Le ministre de l'Economie Bruno Le Maire a demandé mercredi aux distributeurs de décaler cette opération promotionnelle, Bercy assurant dans la foulée que cette demande ne préjugeait en rien de la décision sur la date de réouverture des commerces. Pour Geoffroy Roux de Bézieux, «il faut que tout le monde soit ouvert» le 27 novembre. Les professionnels «attendent une décision de bon sens», a-t-il insisté, ajoutant ces derniers étaient prêts à renforcer les règles sanitaires dans leurs commerces.

Un équilibre entre économie et santé

Pour lui, la bonne solution est de durcir les jauges de clients autorisés en même temps dans les magasins. Outre des extensions d'horaires, mais qui ont «une limite», il a aussi avancé qu'il était possible de réfléchir à ouvrir des dimanches supplémentaires en janvier.

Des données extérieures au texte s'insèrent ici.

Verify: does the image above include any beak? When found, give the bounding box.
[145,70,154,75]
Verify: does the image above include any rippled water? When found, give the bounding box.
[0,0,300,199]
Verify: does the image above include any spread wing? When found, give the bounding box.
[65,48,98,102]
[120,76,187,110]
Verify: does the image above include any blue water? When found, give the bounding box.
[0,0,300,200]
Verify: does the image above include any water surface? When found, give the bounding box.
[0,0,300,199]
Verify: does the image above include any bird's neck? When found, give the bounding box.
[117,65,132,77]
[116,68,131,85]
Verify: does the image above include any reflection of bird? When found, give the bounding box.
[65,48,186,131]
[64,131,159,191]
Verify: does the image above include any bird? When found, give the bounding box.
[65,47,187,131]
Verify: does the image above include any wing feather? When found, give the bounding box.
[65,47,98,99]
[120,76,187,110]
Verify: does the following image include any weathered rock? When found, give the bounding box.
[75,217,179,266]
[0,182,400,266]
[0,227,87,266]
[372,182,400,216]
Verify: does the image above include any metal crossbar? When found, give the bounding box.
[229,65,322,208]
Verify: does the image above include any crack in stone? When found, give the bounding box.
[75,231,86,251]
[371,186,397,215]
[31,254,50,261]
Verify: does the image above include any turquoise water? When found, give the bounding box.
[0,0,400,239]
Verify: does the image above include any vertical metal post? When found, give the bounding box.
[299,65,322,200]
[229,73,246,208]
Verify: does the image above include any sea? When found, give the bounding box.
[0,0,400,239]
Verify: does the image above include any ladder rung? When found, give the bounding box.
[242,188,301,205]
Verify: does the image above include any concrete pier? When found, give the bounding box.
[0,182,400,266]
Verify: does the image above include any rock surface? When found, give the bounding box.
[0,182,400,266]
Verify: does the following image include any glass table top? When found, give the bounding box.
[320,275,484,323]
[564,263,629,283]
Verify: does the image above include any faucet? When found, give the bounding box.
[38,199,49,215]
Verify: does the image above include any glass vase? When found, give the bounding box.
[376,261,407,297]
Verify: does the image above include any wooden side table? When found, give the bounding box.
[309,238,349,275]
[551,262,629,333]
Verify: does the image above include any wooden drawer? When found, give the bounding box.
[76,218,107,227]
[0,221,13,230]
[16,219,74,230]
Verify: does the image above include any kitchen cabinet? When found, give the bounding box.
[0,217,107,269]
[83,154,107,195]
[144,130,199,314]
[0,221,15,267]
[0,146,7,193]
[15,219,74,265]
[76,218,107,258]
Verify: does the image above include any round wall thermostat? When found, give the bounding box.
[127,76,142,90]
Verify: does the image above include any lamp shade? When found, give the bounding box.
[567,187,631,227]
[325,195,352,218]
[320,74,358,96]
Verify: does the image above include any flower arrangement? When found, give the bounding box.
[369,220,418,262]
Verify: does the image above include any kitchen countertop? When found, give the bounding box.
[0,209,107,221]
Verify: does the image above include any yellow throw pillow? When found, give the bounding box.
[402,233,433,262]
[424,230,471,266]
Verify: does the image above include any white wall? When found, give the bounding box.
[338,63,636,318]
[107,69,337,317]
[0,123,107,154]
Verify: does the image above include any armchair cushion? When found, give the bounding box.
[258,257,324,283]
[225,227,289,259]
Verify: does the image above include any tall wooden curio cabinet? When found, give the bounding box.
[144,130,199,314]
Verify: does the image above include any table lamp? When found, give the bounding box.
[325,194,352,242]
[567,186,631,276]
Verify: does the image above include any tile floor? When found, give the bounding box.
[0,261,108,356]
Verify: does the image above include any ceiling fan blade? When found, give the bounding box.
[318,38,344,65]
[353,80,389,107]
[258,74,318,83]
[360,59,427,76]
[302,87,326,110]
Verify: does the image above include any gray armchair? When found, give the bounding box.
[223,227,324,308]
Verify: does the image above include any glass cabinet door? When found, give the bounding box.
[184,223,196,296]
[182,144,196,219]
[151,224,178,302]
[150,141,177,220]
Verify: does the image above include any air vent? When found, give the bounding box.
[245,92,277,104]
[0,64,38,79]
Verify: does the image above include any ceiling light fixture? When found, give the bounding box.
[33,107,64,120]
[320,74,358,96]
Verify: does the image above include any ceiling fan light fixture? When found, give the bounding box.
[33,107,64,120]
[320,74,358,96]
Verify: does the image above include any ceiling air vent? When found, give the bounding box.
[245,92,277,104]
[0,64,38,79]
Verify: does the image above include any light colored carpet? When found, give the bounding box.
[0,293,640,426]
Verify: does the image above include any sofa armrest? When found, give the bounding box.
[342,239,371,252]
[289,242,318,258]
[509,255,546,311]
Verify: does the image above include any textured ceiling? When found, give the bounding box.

Au-delà de la réouverture des commerces, les entreprises, notamment les restaurants et tous les autres secteurs fermés, attendent «une vision à moyen terme, sur trois-quatre mois, sur une saine cohabitation, un bon équilibre entre économie et santé». S'inquiétant d'un pays «à cran», il a jugé important que le gouvernement concerte sur les restrictions qui vont perdurer au-delà du confinement. «Cela ne peut pas tomber verticalement», a-t-il prévenu, reprenant la critique formulée la veille par le secrétaire général de la CFDT Laurent Berger.